Page 24 of Rush Turner (Seals on Fraiser Mountain #6)
Jessa
By the time the kids were scrubbed clean and settled in bed — only after twenty minutes of negotiating over bedtime stories and “just one more cookie” — my nerves were shot.
R ush hadn’t come inside yet. I caught glimpses of him through the window: moving from the barn to the porch, checking shadows like he was back on patrol somewhere halfway around the world. We had wild, crazy sex in the barn, and it was fabulous. My body parts are still aching for more.
I hated that he was worried about us, and that he felt that it was necessary to redo all the locks and add more cameras.
Hated that he felt he had to do it. Hated more that he was right.
I tucked Jill in one last time — she clung to my arm, sleep-heavy eyes blinking up at me.
“Is Rush gonna sleep here tonight?” he mumbled.
I smiled and brushed his hair off his forehead. “Probably, baby. Go to sleep. I’ll be right down the hall.”
He hummed something that might’ve been good , then drifted off.
I found Rush at the back porch, crouched low by the step, tightening something on a fresh door brace he’d installed.
I crossed my arms and leaned against the doorframe. “You planning to booby-trap the chicken coop next?”
Without looking up, he said, “Already did. Trip wire. If Tornado triggers it, too bad.”
I snorted a laugh, but my pulse still hummed with unease. “Rush…”
He straightened, the porch light catching the sharp cut of his jaw, the scar at his temple. There was no softness there — only that steady, deadly calm that should have scared me but didn’t.
“You done lecturing me tonight?” he asked, voice low.
I stepped up to him, close enough to breathe him in. “No. But I’m tired, so I’ll save it for tomorrow.”
His hand slid to my leg to my hip, firm and possessive. “Deal.”
We went inside.

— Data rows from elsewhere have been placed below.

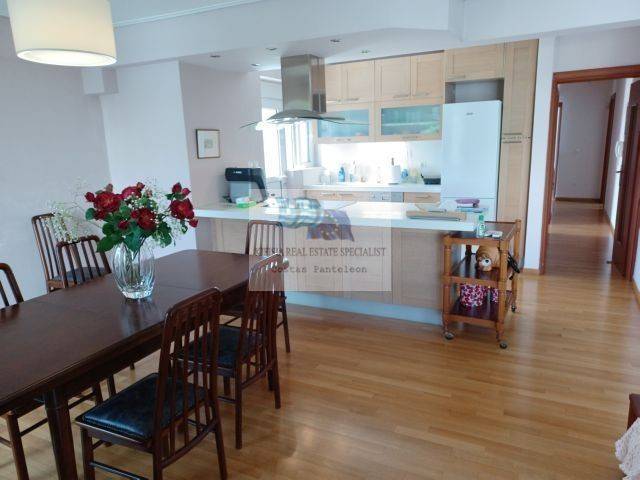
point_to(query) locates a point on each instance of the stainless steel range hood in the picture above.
(303, 93)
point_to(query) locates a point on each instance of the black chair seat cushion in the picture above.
(228, 346)
(130, 412)
(88, 274)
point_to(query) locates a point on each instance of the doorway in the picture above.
(630, 217)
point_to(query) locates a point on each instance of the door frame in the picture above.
(575, 76)
(607, 148)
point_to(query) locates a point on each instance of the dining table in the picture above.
(68, 340)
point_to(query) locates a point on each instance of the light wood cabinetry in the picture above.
(427, 197)
(474, 63)
(517, 125)
(393, 78)
(405, 120)
(417, 268)
(350, 82)
(358, 82)
(333, 83)
(519, 88)
(361, 126)
(427, 76)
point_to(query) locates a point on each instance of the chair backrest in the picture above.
(257, 340)
(9, 290)
(194, 321)
(264, 238)
(80, 261)
(46, 242)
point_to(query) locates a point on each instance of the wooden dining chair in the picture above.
(81, 261)
(10, 295)
(46, 242)
(248, 353)
(154, 415)
(265, 238)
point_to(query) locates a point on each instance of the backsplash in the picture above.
(372, 158)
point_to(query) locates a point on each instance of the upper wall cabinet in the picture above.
(350, 82)
(393, 78)
(519, 88)
(427, 76)
(474, 63)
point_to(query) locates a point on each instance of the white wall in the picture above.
(539, 151)
(224, 101)
(51, 135)
(607, 48)
(583, 131)
(144, 130)
(621, 89)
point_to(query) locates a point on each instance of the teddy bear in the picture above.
(487, 258)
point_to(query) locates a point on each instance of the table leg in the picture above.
(57, 407)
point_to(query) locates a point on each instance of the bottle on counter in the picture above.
(481, 228)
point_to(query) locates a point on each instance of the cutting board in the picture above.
(426, 215)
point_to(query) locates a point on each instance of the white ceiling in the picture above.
(128, 12)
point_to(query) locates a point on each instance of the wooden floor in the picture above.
(370, 398)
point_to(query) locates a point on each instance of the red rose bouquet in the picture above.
(139, 213)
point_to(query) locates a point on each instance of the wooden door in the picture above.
(626, 231)
(427, 76)
(333, 83)
(393, 78)
(475, 63)
(358, 82)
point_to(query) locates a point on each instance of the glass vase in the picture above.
(134, 271)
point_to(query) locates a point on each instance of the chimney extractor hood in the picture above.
(303, 93)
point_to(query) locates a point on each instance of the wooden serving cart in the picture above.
(502, 277)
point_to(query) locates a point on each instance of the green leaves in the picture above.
(107, 243)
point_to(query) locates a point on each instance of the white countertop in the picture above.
(376, 187)
(361, 214)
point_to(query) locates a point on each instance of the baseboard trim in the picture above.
(578, 200)
(531, 271)
(636, 291)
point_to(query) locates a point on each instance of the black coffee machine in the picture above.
(246, 182)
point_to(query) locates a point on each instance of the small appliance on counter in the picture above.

I locked up behind us, double-checking every window just like he’d taught me weeks ago. We didn’t talk much — didn’t have to.
I was halfway to telling him to come to bed when a noise cut through the silence.

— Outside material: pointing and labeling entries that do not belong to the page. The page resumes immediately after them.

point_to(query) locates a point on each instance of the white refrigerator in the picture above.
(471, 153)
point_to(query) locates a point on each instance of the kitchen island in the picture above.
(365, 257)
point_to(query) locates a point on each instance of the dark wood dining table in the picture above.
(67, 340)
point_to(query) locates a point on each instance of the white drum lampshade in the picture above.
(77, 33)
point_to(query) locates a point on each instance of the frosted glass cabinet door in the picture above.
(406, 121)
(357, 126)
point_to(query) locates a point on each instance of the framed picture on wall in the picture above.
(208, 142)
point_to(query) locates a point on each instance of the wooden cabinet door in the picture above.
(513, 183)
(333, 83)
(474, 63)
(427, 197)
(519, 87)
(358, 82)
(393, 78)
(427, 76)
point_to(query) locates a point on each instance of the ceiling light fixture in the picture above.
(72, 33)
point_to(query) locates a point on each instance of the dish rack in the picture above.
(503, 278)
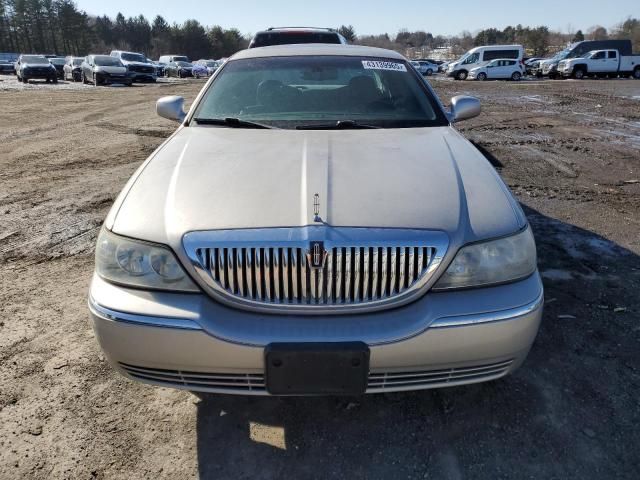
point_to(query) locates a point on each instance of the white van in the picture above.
(479, 56)
(167, 59)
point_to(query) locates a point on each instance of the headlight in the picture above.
(139, 264)
(497, 261)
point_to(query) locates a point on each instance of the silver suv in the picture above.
(138, 64)
(316, 225)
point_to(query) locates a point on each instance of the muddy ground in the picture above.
(570, 150)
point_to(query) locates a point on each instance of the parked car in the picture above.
(424, 67)
(179, 69)
(295, 35)
(7, 62)
(430, 60)
(31, 67)
(72, 69)
(137, 63)
(549, 67)
(215, 273)
(58, 63)
(167, 59)
(159, 68)
(500, 69)
(105, 70)
(210, 65)
(476, 57)
(601, 63)
(199, 71)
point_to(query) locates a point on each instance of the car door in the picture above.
(86, 68)
(511, 66)
(598, 62)
(612, 61)
(494, 69)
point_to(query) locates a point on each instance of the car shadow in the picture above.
(569, 411)
(488, 155)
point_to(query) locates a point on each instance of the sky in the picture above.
(445, 17)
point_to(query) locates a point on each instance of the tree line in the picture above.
(58, 26)
(538, 41)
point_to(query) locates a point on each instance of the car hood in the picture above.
(140, 64)
(112, 70)
(210, 178)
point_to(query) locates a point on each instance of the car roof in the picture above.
(311, 49)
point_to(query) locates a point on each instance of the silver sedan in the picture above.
(316, 225)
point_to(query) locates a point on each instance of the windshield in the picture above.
(288, 92)
(133, 57)
(106, 61)
(34, 59)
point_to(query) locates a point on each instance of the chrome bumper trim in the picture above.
(488, 317)
(145, 320)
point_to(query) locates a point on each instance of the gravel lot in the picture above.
(570, 150)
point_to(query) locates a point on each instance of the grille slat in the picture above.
(377, 381)
(283, 275)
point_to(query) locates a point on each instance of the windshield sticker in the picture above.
(378, 65)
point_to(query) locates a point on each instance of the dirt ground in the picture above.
(570, 150)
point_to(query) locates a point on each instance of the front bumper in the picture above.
(143, 77)
(39, 74)
(189, 341)
(107, 79)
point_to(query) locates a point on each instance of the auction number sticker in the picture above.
(378, 65)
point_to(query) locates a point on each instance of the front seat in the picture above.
(269, 93)
(363, 91)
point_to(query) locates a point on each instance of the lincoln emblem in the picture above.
(316, 208)
(317, 255)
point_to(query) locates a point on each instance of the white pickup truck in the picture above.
(601, 63)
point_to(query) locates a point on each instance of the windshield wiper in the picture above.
(339, 125)
(230, 122)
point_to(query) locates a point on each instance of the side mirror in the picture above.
(171, 108)
(464, 107)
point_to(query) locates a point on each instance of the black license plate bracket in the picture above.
(340, 368)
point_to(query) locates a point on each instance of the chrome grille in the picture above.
(315, 269)
(427, 378)
(254, 383)
(246, 382)
(284, 275)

A soft, metallic clink — from outside near the barn.
Rush froze. One hand lifted, palm out, telling me don’t move . His eyes went sharp, dark.
Another faint shuffle. Hoof steps? A raccoon? Or—
He crossed the kitchen in three strides, grabbing the small black pistol he’d stashed above the fridge days ago.
My breath caught.
“Stay here,” he murmured, his voice so quiet I barely caught it. “And if someone tries that door — you don’t yell. You shoot.”
He pushed the gun into my hands, kissed my forehead once — hard, fast — then slipped out the back door like a shadow.
Rush
I stepped off the porch slow, boots rolling silent over the dirt I knew better than my own damn house.
Past the oak. Around the garden. Toward the barn where the faint metal rattle had come from.
My gut said not Tornado . Not tonight.
I spotted the figure by the corner — small, hunched, hands moving clumsy at the padlock I’d installed that afternoon.
One more step and I had a clear view.
Not Kyle — he was rotting wherever he’d fallen. This was someone else. Skinny. Nervous. Too desperate to know he was already caught.
I stepped close enough to smell his cheap whiskey breath.
“You lost, friend?” I growled.
He spun, startled — dropped a rusty crowbar at his feet. Eyes wide, teeth yellow.
“Hey man— I was just— I thought—”
I grabbed a fistful of his grimy collar and slammed him back against the barn wall, low enough not to wake the kids.
“You picked the wrong damn farm, bud.”
His knees knocked together, stammering something about just needing cash, just needing to feed a habit.
I heard none of it. My mind was already on the girl in that house. The kids upstairs. The line I’d drawn around them that nobody would cross.
I pressed my forearm into his throat just enough to feel him wheeze. “You see this place again? You’ll wish the cops got you first.”
He nodded, eyes wide, tears leaking down the sides of his dirty face.
I pushed ten dollars into his hand and shoved him toward the road, booted him once in the ass for good measure. “Run.”
He ran.
And under the old oak, Tornado watched the whole thing like my personal backup.